Upcoming change: Stripping exposed Netlify headers from function and proxy requests


We are planning to roll out a change on 2022-03-03T05:00:00Z that will remove some HTTP request headers that we propagate to Netlify Functions and to external proxy requests. These are mostly internal headers that we did not intend to expose to users so we want to ensure we don’t create a confusing experience for users building applications on Netlify.

The headers we are planning to remove are prefixed with either X-Nf- or X-Bb- . You may have seen these headers in your request logs before and wondered what they were meant for. These are mostly headers we use for internal state tracking and they don’t provide context for the end user.

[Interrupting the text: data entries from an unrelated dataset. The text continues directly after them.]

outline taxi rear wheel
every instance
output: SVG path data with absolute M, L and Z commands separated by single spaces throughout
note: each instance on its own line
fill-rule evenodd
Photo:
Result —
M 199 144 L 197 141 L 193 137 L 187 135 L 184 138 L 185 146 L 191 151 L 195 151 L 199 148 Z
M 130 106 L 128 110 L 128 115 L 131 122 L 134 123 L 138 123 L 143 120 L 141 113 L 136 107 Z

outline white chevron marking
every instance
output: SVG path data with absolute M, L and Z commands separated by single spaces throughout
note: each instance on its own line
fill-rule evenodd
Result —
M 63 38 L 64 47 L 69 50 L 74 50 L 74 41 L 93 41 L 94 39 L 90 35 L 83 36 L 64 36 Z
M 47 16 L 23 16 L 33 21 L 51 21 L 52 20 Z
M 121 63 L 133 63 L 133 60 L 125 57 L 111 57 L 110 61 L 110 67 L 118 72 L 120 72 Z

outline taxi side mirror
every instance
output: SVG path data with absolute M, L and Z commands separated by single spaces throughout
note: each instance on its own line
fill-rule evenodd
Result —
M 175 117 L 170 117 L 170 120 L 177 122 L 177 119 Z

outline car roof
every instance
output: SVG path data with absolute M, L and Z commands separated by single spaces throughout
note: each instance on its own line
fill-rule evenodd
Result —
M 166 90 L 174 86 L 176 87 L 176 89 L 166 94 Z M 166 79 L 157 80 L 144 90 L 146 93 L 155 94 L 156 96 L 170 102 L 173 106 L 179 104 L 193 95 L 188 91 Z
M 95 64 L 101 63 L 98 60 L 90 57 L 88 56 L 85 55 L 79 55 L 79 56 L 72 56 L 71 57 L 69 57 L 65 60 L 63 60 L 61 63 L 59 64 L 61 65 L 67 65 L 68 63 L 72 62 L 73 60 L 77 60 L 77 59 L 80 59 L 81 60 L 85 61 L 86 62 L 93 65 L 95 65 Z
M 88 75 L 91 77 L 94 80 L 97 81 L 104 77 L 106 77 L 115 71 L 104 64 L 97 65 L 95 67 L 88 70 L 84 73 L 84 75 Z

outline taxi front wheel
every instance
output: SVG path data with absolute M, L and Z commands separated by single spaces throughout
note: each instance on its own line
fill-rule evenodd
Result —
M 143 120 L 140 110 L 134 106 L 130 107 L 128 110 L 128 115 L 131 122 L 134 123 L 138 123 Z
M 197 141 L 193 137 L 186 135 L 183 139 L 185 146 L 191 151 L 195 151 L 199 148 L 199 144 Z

We will continue to provide a few headers in this namespace that are useful for applications. The following headers will not be removed as part of this roll out:

  • X-Nf-Client-Connection-Ip
  • X-Nf-Request-Id
  • X-Nf-Sign (optional)


– Mike

1 Like

Was there a related change rolled out around this week already?

Seems event.headers['client-ip'] that used to work before does not any more, and the fallback is using event.headers['x-nf-client-connection-ip'] that is mentioned in this message. Smells related: Is the "Client-IP" header going to be supported long term? - #14 by janpio

Hi @janpio ,

Yes, it appears that we did inadvertently remove the Client-Ip from all remaining contexts earlier than the planned deprecation of the X-Nf- and X-Bb- namepaced headers later this week. We apologize for the impact here, it was thought this had already been officially deprecated.

You are correct, the x-nf-client-connection-ip header is the right one for inspecting the connecting IP address.



This topic was automatically closed after 14 days. New replies are no longer allowed.